ひこくろ

殺すなのひこくろのレビュー・感想・評価

殺すな(2021年製作の映画)
4.4
言い方は陳腐だが、古き良き時代劇の魅力がこれでもかと溢れているような映画だった。

主な登場人物はある恋人と長屋の中年浪人のほぼ三人だけ。
派手なアクションシーンもなければ、大きなことも起こらない。
なのに、気がつけば、この三人の姿から目が離せなくなっている。

なんでもないようなシーンにもハラハラとする緊張感がある。
語られないそれぞれの思いが、仕草や動き、細かい描写から滲み出てくる。
こういうのは、細かい描写や動きなどを丁寧に描いたからこそ生まれてきたものだろう。
それは監督の井上昭が時代劇の世界で培ってきたものなんだと思う。

そもそも、話がこれから駈け落ちしようという二人ではなく、駈け落ち後の倦怠期の二人というのが上手い。
物語的に熱くなるはずもなく、盛り上がることもない。
ただ、日常の退屈さだけが二人を蝕んでいく。
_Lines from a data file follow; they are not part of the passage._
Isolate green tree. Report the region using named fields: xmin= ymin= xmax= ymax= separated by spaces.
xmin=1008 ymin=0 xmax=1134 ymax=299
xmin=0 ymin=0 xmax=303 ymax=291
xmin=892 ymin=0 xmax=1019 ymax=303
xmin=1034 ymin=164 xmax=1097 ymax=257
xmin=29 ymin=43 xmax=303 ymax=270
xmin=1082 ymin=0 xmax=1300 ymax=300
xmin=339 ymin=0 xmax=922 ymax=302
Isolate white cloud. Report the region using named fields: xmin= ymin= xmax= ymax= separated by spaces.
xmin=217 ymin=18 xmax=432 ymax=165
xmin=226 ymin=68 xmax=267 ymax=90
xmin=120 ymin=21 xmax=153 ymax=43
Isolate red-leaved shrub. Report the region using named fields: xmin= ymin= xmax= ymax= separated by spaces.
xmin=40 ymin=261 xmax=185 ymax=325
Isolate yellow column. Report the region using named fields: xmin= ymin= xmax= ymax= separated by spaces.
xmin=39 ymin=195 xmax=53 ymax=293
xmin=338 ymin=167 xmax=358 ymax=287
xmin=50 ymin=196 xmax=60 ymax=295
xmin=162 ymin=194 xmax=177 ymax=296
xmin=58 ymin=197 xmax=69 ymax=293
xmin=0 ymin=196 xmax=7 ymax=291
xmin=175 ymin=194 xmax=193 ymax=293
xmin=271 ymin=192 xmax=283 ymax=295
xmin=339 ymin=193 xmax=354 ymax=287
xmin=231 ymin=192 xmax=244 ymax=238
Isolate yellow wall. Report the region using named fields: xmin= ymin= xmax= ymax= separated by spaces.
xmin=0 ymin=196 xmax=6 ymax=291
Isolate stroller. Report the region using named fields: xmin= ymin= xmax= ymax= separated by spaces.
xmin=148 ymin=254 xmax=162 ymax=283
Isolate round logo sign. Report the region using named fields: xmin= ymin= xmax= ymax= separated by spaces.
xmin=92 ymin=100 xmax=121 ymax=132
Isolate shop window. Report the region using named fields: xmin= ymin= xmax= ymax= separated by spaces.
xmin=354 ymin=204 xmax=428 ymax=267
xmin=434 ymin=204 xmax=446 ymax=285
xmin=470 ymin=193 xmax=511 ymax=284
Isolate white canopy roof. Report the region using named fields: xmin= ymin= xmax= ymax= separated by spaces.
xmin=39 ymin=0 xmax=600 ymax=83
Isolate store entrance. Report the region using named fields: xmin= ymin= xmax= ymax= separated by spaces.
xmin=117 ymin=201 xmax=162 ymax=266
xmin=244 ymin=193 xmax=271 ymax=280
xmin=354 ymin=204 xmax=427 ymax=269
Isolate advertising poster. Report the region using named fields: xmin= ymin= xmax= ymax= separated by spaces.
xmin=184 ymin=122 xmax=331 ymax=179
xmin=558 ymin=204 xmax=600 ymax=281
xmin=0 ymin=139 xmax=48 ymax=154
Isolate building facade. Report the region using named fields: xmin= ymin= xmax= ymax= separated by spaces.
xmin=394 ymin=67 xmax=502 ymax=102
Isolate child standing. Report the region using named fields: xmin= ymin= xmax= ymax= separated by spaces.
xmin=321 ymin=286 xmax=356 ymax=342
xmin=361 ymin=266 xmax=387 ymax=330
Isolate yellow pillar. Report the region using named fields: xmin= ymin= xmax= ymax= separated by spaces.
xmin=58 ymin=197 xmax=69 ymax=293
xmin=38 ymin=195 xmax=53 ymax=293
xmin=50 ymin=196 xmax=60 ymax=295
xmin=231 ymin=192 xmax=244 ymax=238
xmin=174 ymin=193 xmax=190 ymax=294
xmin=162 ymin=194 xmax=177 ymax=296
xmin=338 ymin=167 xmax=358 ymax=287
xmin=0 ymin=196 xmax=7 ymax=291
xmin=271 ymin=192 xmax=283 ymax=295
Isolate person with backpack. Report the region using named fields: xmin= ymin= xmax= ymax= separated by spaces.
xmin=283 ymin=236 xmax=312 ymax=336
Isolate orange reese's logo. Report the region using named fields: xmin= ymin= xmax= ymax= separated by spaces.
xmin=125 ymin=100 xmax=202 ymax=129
そこに待っているのは絶望だ。
しかも、そこに妻を斬ったことを後悔し続ける浪人を絡めてくるという周到さ。
暗い未来を予期しながらも、それを見守っているような、なんとも独特な感じが素晴らしかった。

時代劇は現代ではすたれてしまっている分野だろう。
でも、ここまで見事なセット、小道具、美術、衣裳、所作などはまだ作ることができるのだ、とこの映画は感じさせてくれる。
これらすべての要素があってこそ生まれる味わいだと思うし、ここまで凝ったからこそ魅力的なんだとも思う。
こういう環境が残っていたことをうれしく思う。これからも続いていってほしい。

少なくとも時代劇を観たことのない人に、これを観て何かを感じてほしい映画だった。